Lo mismo atañe a todos los demás aspectos de las doctrinas que han sido urdidas y aplicadas, con o sin orientación y apoyo, a base de una serie de procedimientos fraudulentos. La imposición del silencio del enemigo interno es vital en las democracia-duras que la política de Estados Unidos de América pretende imponer en sus dominios, desde que "asumiera, en base a sus propios intereses, la responsabilidad del bienestar del sistema capitalista mundial", según profería el diplomático e ilustre historiador de la CIA Gerald Haines, en un debate sobre la invasión norteamericana de Brasil en 1945 -- e incluso antes, lo cual habría de tener también importante repercusión interna.

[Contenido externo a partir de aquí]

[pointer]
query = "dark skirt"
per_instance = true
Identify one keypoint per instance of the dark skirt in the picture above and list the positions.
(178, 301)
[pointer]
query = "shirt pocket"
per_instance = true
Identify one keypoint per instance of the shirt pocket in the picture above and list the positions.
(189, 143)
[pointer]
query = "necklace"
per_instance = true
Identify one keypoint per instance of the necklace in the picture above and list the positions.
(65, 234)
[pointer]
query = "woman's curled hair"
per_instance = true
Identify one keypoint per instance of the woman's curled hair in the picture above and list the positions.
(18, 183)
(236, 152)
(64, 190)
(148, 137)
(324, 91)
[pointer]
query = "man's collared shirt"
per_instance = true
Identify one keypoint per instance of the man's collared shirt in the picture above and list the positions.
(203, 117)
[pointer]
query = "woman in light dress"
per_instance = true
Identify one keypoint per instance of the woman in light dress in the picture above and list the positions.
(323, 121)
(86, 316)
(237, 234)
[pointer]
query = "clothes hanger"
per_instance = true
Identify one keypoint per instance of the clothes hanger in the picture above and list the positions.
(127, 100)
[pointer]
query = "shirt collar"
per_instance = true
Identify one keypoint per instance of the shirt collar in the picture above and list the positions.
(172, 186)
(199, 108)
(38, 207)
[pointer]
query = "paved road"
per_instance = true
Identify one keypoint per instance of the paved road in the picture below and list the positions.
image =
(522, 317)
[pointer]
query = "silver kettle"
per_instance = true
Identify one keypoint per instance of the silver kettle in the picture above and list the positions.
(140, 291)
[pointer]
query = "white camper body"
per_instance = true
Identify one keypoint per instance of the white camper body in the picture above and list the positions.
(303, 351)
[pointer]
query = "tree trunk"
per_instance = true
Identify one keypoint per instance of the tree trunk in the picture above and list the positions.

Es vital imponer el silencio, máxime en la región donde se dan las mayores desigualdades del mundo, gracias, en gran medida, a las políticas de la superpotencia que prácticamente la controla. Es necesario imponer el silencio y hacer que cunda el pánico en países como Colombia, donde el selecto 3% de la elite posee más del 70% de la tierra cultivable, mientras el 57% de los campesinos más pobres subsisten con el 3%, en un país donde el 40% de la población vive en la "más extrema pobreza", incapacitado para cubrir sus necesidades de subsistencia más básicas, a tenor de un informe oficial del gobierno de 1986, y el 18% de sus gentes vive en la "absoluta miseria" sin posibilidad de satisfacer sus necesidades básicas de nutrición. El Instituto Colombiano de Bienestar Familiar calcula que cuatro millones y medio de niños menores de 14 años, la mitad de los niños del país, son pasto del hambre. Recordemos que se trata de un país de enorme potencial y recursos, que cuenta con "una de las economías más saludables y florecientes de América Latina," según aseguraba el experto en la materia, John Martz, en Current History, loando este triunfo del capitalismo en una sociedad con "estructuras democráticas" que, al margen de sus inevitables defectos, figura entre los más consolidados del continente," modelo de "una bien instituida estabilidad política" -- conclusiones que no resultarían desacertadas, si no fuera por el sentido que se les pretende dar.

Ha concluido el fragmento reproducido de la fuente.